If your devices behave in this way, you need to discuss it with the vendor and see what options there may be, but don't expect much help. Most likely you will need to plan to deploy additional Logstash instances to deal with this extra packet load.

As you can see there is more to high volume ingest that initially meets the eye. Besides all of the value that our turnkey solutions provide, this is one of the reasons our customers engage us... our experience building out high-scale ingest architectures. You will find Elasticsearch is pretty simple, as is Kibana. The challenge is always the high scale ingestion of high quality data.

Let me comment on a few of your other points before I close...

Doubling the number vCPUs on the LS node to 8. This had no discernible increase in events.

Increasing batch size to 250 and workers to 8 (while keeping 4vCPU). Had no effect.

Both of these are related to the fact that the pipeline.workers setting is for filters and outputs, not inputs. Adding the workers setting within the UDP input is necessary to engage multiple processors. The default is only 2.

Creating another LS node, putting an nginx loadbalancer in front and sending to two LS nodes. This increased events by about 50% (did not double the number of events as i expected).
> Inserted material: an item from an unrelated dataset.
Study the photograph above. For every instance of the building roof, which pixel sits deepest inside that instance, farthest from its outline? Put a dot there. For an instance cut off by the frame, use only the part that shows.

This is because the NGiNX host/VM was likely suffering from the same default linux tuning, that affected Logstash VM. You would need the same kernel parameter changes mentioned in #1 above on the NGiNX host/VM.

top shows CPUs are all getting equal load, however /proc/interrupts shows one CPU handling a lot of the interrupts.

This is because a single kernel thread binds to a single NIC receive queue. If you have a server-class NIC with multiple receive queues, you can spread the load across multiple cores, but only if you have multiple listeners, which would mean you would need to use multiple ports for them each to listen on. Of course you are in a VM, and the hypervisor gives you only a single receive queue per vNIC so this isn't an option even if it could be easily done in Logstash. This is why adding CPUs (and workers) doesn't scale as expected. The threads must all compete for the single lock which governs access to the receive buffer. More application threads means more lock contention, and quickly diminishing returns.

netstat shows A LOT of packet received errors. Presumably this is a symptom of my LS not being able to process what im sending.

Correct! This is one reason why using something like Redis and a multi-tier Logstash architecture is a good idea. The data can be quickly pulled from the input buffers and stuffed into Redis (or Kafka), from which one or more processing instances can grab it and complete the parsing, formatting and enrichment of the data. This is a standard feature of our Synesis solution, which allows you to work with flows, access and security logs in a seamlessly integrated user experience.

3 x ES VM Nodes, all Master, all data, each with 16GB RAM (8GB heap); 2 CPU; 250GB SSD

You should realize that you will need A LOT more disk space if you are planning to collect 15K flows/sec.

500 bytes x 15000 x 86400 = 640GB per day. (and you don't have any replicas yet)

Hopefully this all helps. Please report back the results of the above changes. I would like to know how much they help.

Rob

Robert Cowart (rob@koiossian.com)
www.koiossian.com
True Turnkey SOLUTIONS for the Elastic Stack

1 Like

Fantastic response Rob, thank you.

I'll digest everything you've said, try the amendments and report back. I'll likely end up tearing down my dev environment and give Elastiflow a shot on a fresh install.

I'll also PM you regarding the security aspects of Elastiflow, am interested to know more.

And yes, it's starting to dawn on me just how much data we're potentially going to be pulling in. Will be rethinking that 30 day retention period!

Thanks again for the detailed response, much appreciated

This topic was automatically closed 28 days after the last reply. New replies are no longer allowed.